Returns for Panamax ships rose for an eighth session, rounding out the biggest weekly gain in six, amid rising demand to carry coal and grain cargoes.
Daily average earnings for the largest ships to navigate the Panama Canal gained 1.3 percent to $9,557, figures from the Baltic Exchange in London showed today. The 7.5 percent weekly increase was the largest since the week of March 8, according to data compiled by Bloomberg.
Charters of Panamaxes to load South American grains lifted rates, according to London-based shipbroker Galbraith’s Ltd. Exports of farm products from the continent’s east coast will boost demand for the ships and smaller Handysize vessels as the U.S. grain season ends, it said.
“We’re also seeing a large volume of Supramax and Handysize coal fixtures from Indonesia to India ahead of the monsoon season,” Dominic Meredith Hardy, an analyst at Galbraith’s, said by e-mail. “East coast South American grain and Indonesian coal are what’s providing the support.”
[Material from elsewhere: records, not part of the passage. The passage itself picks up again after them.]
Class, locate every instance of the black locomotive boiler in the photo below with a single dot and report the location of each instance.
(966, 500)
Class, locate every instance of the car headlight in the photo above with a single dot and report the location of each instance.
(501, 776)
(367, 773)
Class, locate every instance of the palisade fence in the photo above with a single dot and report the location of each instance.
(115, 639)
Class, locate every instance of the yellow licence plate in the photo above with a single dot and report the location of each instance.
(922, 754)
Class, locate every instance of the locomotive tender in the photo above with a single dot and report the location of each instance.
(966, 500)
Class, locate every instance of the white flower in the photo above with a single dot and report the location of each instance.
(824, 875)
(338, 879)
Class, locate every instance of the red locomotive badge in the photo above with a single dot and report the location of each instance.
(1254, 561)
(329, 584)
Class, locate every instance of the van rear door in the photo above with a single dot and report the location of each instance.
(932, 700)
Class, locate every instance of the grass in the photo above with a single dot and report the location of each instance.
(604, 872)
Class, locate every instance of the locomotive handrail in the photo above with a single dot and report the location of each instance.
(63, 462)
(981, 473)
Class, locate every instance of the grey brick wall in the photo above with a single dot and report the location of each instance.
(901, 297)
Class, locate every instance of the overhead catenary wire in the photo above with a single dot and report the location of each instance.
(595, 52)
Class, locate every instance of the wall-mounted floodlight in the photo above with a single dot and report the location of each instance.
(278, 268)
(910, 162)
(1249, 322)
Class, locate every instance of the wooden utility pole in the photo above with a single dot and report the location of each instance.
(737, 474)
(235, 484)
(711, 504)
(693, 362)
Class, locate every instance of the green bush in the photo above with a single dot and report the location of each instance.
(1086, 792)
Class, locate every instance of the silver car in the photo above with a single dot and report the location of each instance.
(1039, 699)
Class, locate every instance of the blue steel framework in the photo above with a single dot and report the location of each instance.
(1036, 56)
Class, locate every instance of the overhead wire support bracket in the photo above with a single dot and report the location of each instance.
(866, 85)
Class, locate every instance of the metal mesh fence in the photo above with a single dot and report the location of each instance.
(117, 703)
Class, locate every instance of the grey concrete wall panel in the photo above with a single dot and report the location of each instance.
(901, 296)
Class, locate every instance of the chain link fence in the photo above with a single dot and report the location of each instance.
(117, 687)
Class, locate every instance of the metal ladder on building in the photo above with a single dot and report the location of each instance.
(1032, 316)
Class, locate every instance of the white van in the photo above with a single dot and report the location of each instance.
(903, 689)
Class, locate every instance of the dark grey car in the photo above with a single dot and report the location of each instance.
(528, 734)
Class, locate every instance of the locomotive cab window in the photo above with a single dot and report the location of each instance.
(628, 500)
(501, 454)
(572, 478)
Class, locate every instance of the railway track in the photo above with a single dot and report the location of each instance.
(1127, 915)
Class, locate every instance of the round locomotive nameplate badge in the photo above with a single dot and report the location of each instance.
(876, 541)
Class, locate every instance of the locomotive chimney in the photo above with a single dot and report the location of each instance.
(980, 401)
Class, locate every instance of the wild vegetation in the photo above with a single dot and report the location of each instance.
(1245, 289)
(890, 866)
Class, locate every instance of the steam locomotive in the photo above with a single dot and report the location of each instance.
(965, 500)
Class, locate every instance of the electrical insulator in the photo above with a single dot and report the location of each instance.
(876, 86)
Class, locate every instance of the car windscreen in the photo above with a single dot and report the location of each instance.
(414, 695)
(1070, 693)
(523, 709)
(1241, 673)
Panamaxes are the second-biggest vessels tracked by the Baltic Dry Index, a broader gauge of costs to transport raw materials by sea, which rose for a seventh session in eight to 888, according to the exchange. Daily average earnings for Capesize ships, the biggest commodity carriers, slipped 1.3 percent to $4,329.
Supramaxes, about 25 percent smaller than Panamaxes, advanced 0.5 percent to $9,432 a day, exchange data showed. Handysize vessels, the smallest in the index, added 0.2 percent to $7,999.